Last May Vancouver Organizer Samatwitch wrote about why Vancouver holds CSTS events each year. Thanks to her for giving us permission to reprint this from their website.

Why do we do this? Why do organisers spend so much time and money for each event? Why do people volunteer, paying for their own tickets to do so? Why do Browncoats - and others - keep coming out to CSTS events?

Partly of course, because the events are fun. Each city is different and has ideas and plans that work for them. A lot of people come out to see Serenity on the big screen or to sing along to Dr. Horrible's Sing-Along Blog. Some people come to spend an afternoon or day with their friends at a fun event - or to bid on an auction item they can't find anywhere else, especially handmade items. All those are legitimate reasons, of course, but I think a lot of people come because the events enable them to make a contribution to better the lives of women and girls globally and locally.

Last year I wrote again about D'ua Khalil Aswad and how it inspired many of us to continue to work hard for Equality Now. This year I want to talk about Malala Yousafzai, the Pakistani girl who was shot in the head by Taliban gunmen for having the desire to get an education - something we in the west take for granted. She was targetted because, at 15, Malala was already known around the world for her blog on education and the state of women's rights in Pakistan. Here is a video from the New York Times, recorded with Malala and her father when she was only 11. Even then she was determined to continue her education. Now she is doing that, albeit in Birmingham, England, where she was taken for her surgery and safety.
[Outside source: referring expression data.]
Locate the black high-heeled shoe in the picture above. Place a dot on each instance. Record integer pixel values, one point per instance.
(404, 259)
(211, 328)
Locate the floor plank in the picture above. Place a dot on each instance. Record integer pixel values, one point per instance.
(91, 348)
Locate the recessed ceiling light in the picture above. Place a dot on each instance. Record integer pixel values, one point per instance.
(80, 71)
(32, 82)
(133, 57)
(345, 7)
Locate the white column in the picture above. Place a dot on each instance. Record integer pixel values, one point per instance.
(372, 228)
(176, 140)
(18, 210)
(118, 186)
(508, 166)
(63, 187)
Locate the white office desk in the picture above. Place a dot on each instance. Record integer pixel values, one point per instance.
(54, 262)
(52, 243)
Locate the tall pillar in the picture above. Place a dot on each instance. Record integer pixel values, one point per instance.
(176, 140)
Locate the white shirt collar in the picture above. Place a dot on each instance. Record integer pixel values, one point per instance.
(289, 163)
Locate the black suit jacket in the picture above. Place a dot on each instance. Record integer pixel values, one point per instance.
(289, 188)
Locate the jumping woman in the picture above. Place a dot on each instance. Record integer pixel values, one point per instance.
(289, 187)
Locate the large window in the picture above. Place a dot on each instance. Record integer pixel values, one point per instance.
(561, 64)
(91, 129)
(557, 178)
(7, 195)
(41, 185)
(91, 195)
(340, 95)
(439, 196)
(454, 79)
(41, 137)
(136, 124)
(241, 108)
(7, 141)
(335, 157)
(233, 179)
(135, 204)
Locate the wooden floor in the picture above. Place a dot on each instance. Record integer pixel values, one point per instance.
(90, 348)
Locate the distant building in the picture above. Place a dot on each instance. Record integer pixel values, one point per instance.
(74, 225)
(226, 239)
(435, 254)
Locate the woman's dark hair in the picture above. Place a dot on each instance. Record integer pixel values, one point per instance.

I also want to talk about the heinous crimes committed against women and girls as young as five in India. There have been numerous accounts lately of girls being kidnapped and raped. Some have died as a result; some have committed suicide. These things don't just happen in India or Pakistan or Iran or Ethiopia or Egypt, of course, as we saw this week with the rescue of three young women who had been held captive for a decade in a house in Ohio. But when it happens in the United States or Canada or England, our laws are (usually) strong enough to punish the perpetrators - and deter a lot of people from committing the crime in the first place.

This is where Equality Now comes in. They work with groups in various countries to educate and to change the laws to protect women and girls from violence and discrimination aimed at them BECAUSE they are female. You can check out some of their successes and some of their ongoing campaigns on their website.

This year, we need you more than ever - to buy a ticket, bid on an item or two or more, to spread the word and bring your friends to support these causes - and to have fun while you're doing it. Dress up in a Whedony costume, sing your heart out along with your fellow fans, maybe enter the Evil Laugh contest - or write some Vogon poetry. We will come together to have an enjoyable afternoon, made more so by the fact we know we are helping women and girls around the world - and locally - have a better life.